Peut-on être musulman sans déranger le monde ?

Credo dans la république crânienne du chroniqueur: «quand les femmes sont enfermées, les hommes sont prisonniers». Vérifié au Sénégal. Dans les rues de Dakar, entre poussières, lumières et vrombissements de moteurs, les femmes. Elégantes à couper le souffle en immobilités, le regard pris. Couleurs donnant des fruits aux vents. Souriantes. Corps tracés par le désir et la précision. Libres. «Les femmes sortent le soir ?», interrogea le chroniqueur qui scrutait, plus tard, l’obscurité sans poteaux, dans la nuit. «Bien sûr. Pourquoi cette question ?», s’étonna la collègue. Parce que chez nous, la nuit est un pays sous forme d’une fin de monde vide, traînant les cris et les emballages. Une désertion. Une évacuation surtout. Une préhistoire où les grands arbres reprennent la marche nocturne et où les monstres s’ébouriffent depuis les sous-sols ouverts. La femme dans la nuit algérienne est une impossibilité. Cela donne à notre terre les formes d’une falaise de suicidés, chaque soir. Passons et revenons au Sénégal : les femmes sont habillées pour être comme des œuvres. Leur raffinement est frappant dans les rues poussiéreuses, sales et jonchées de sachets. Le voile est rare. « Mais il arrive », dit une enseignante. Parmi les écolières rencontrées, une ou deux ont le visage enfermé par un bout de tissu. « Cela est récent. On ne voyait pas cela avant », regrette une autre. Comme une maladie de peau. Cela avance avec l’argent du Qatar et les satellites des chouyoukh. Cela menace de transformer les tissus bariolés en cloisonnement.
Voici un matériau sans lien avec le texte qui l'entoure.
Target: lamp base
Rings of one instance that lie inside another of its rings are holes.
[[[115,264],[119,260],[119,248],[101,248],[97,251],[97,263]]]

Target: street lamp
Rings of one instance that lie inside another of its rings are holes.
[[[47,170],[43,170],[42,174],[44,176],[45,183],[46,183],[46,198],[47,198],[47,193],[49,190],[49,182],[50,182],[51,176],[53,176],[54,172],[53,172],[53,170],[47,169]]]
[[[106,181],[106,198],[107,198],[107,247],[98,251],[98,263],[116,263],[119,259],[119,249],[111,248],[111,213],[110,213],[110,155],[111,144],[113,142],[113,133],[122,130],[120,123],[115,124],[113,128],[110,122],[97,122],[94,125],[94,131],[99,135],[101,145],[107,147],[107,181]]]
– Cela tue comme un feu de cendres et avance partout dans le monde comme une tumeur qui prend les enfants, les murs, les minarets et les gens pour leur sucer le sang et le remplacer par le ronronnement d’un millénaire mort. En attendant, une question: peut-on être musulman sans déranger les autres, les tuer ou les culpabiliser ou leur en vouloir et les insulter ? Oui, les Sénégalais le prouvent.
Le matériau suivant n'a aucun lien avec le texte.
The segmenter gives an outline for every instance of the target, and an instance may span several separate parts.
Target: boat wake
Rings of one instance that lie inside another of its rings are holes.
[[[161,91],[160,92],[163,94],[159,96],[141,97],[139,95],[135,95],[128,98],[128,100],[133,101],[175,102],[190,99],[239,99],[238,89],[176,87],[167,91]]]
– Discret dans la pratique, un homme vous parle longuement puis s’éloigne, s’isole et se met à prier sans en avoir l’air ni en imposer le spectacle. La croyance n’est pas rites ostentatoires ni cris et interdits hurlés. Elle ne traîne pas des traces d’eau sur le pantalon, sandales en plastique dans le bureau, tapis au dos de la chaise, baisse de rideau et barbes fétichisées. Comme l’étaient nos ancêtres penchés sur la terre ou sur le ciel à prier. On peut être musulman sans tuer le monde et en y respectant les vies et ses cycles. Cela est possible. Mais cela est réduit en cendres, de plus en plus.